Novelty in Nature: Scientific and Philosophical Understanding of Flux and Change in the Natural World
Modern science consistently presents us with new and surprising truths about the natural world, particularly about how new things come to be, whether stars and galaxies, plants and animals, or chemical and physical structures. In many ways this creativity and flux in nature might seem antithetical to the classical picture of nature that Aquinas inherited from Aristotle. The theme for the second annual Thomistic Institute symposium on modern science and Thomistic philosophy, “Novelty in Nature: Scientific and Philosophical Understanding of Flux and Change in the Natural World,” touches on this question. Expert scientists and philosophers will discuss whether Thomistic philosophy is compatible with our modern scientific view of nature and how the two might enrich one another. The symposium is primarily intended for graduate students in the sciences and the philosophy of science and will include introductory sessions on basic of Thomistic philosophy of nature in its own day and in the history of science.
2019 Featured Speakers:
Karin Oberg (Harvard University), Robert Koons, (University of Texas), Fr. Nicanor Austriaco, (Providence College), Marissa March (University of Pennsylvania), Fr. James Brent, OP, (Pontifical Faculty of the Immaculate Conception), Thomas McLaughlin (St. John Vianny Theological Seminary), Matthew Gaetano (Hillsdale College), Dr. Brian Carl (Pontifical Faculty of the Immaculate Conception).

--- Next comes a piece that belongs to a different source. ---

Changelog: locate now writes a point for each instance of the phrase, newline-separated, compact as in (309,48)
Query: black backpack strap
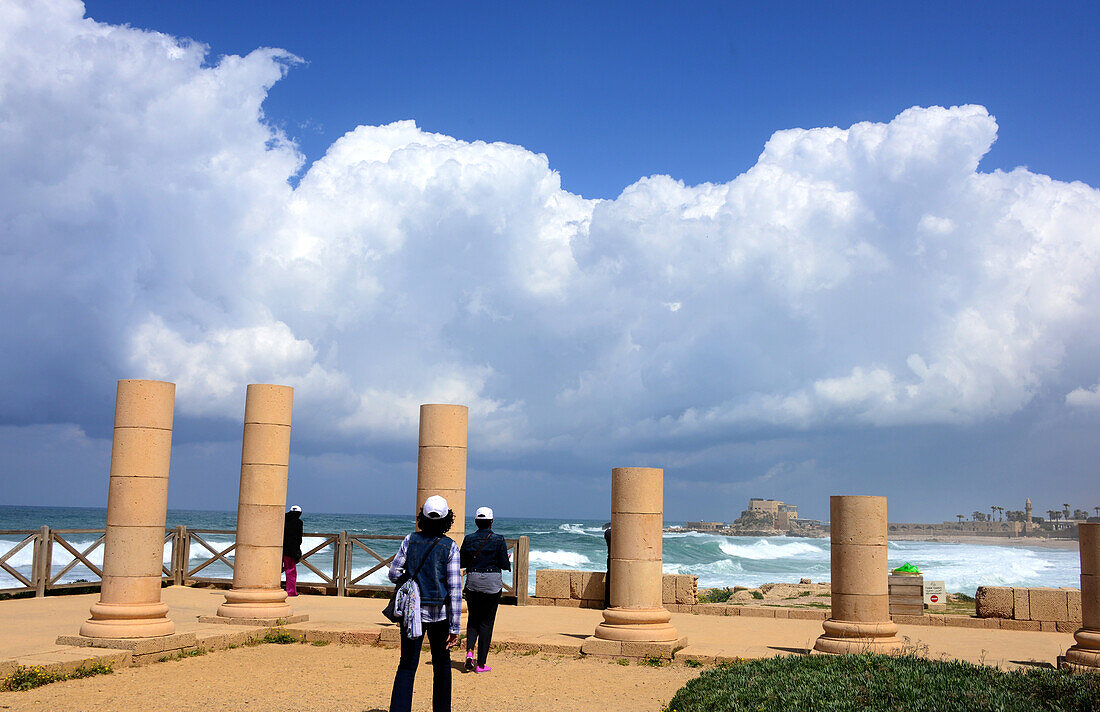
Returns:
(407,577)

**Registration for the 2019 Symposium is now closed**
Cost, Location, and Accommodation:
All registration costs, food, lodging and activities are covered by the Thomistic Institute..
This year’s symposium will once again be held in Washington, D.C. Attendees will stay at Theological College, 401 Michigan Ave NE, Washington, DC 20017, adjacent to the Dominican House of Studies. Lectures and meals will all be on site. Opportunities for Mass, Adoration, and Liturgy of the Hours will be available with the Dominican Friars.